Request Options

allows you to set several options to define your request.

All of the available options already have reasonable defaults which aim to make the use of skrape{it} as easy and intuitive as possible.

Option

Description

Type

Default

url

The URL that is used to fetch and parse a web page. The protocol must be http or https

String

http://localhost:8080

method

HTTP defines a set of request methods to indicate the desired action to be performed for a given resource. Although they can also be nouns, these request methods are sometimes referred as HTTP verbs.

Method

GET

userAgent

The User-Agent request header contains a characteristic string that allows the network protocol peers to identify the application type, operating system, software vendor or software version of the requesting software user agent.

String

Mozilla/5.0 skrape.it

headers

Request headers containing more information about the resource to be fetched or about the client itself.

Map<String, String>

no additional custom headers will be sent by default

cookies

Will add Cookies to your request

Map<String, String>

will send no Cookies by default

timeout

Sets the total request timeout duration. A timeout of zero (0) is treated as an infinite timeout.

Int

5000

followRedirects

Configures the connection to (not) follow server redirects.

Boolean

true

ignoreContentType

Ignore the document's Content-Type when parsing the response. If set to false, an unrecognized content-type will cause an IOException to be thrown. (This is to prevent producing garbage by attempting to parse a JPEG binary image, for example.)

Boolean

true

ignoreHttpErrors

Configures the connection to not throw exceptions when a HTTP error occurs. (4xx - 5xx, e.g. 404 or 500). An IOException is thrown if an error is encountered.
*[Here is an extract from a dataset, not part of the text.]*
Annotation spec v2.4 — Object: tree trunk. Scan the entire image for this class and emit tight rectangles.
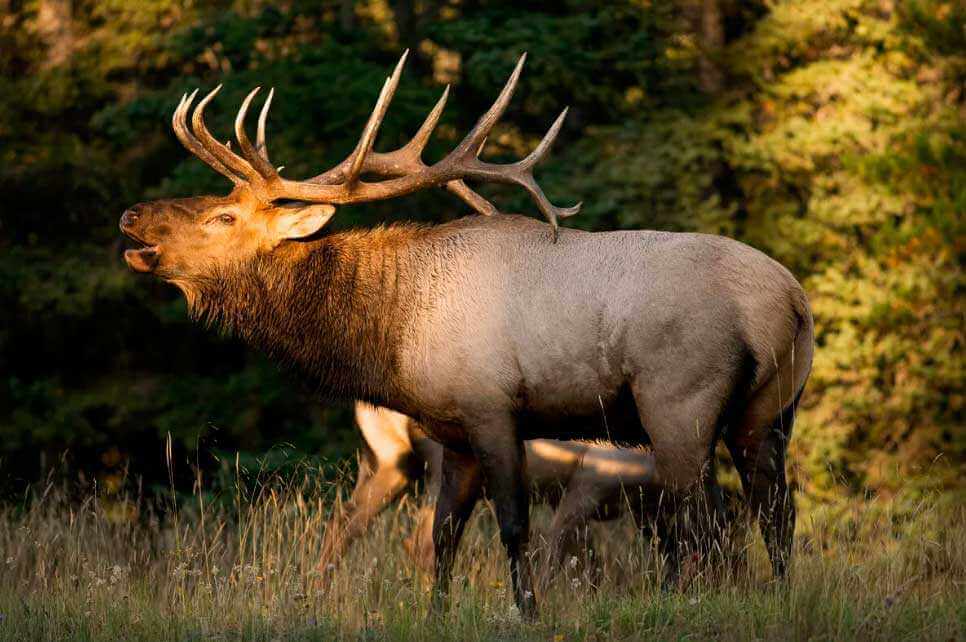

If set to true the response is populated with the error body, and the status message will reflect the error.

Boolean

true

validateTLSCertificates

Disable/enable TLS certificates validation for HTTPS requests.

All connections over HTTPS perform normal validation of certificates, and will abort requests if the provided certificate does not validate.

Boolean

true

maxBodySize

Set the maximum bytes to read from the (uncompressed) connection into the body, before the connection is closed, and the input truncated.

Int

no maximum body size

mode

For server-side rendered Websites, XML-responses you should always use the default mode because it's more performant (good old HTTP request).

If you need to parse client side rendered Websites (e.g. build with React.js, Vue.js, Angular or jQuery) try the DOM mode.

Mode

SOURCE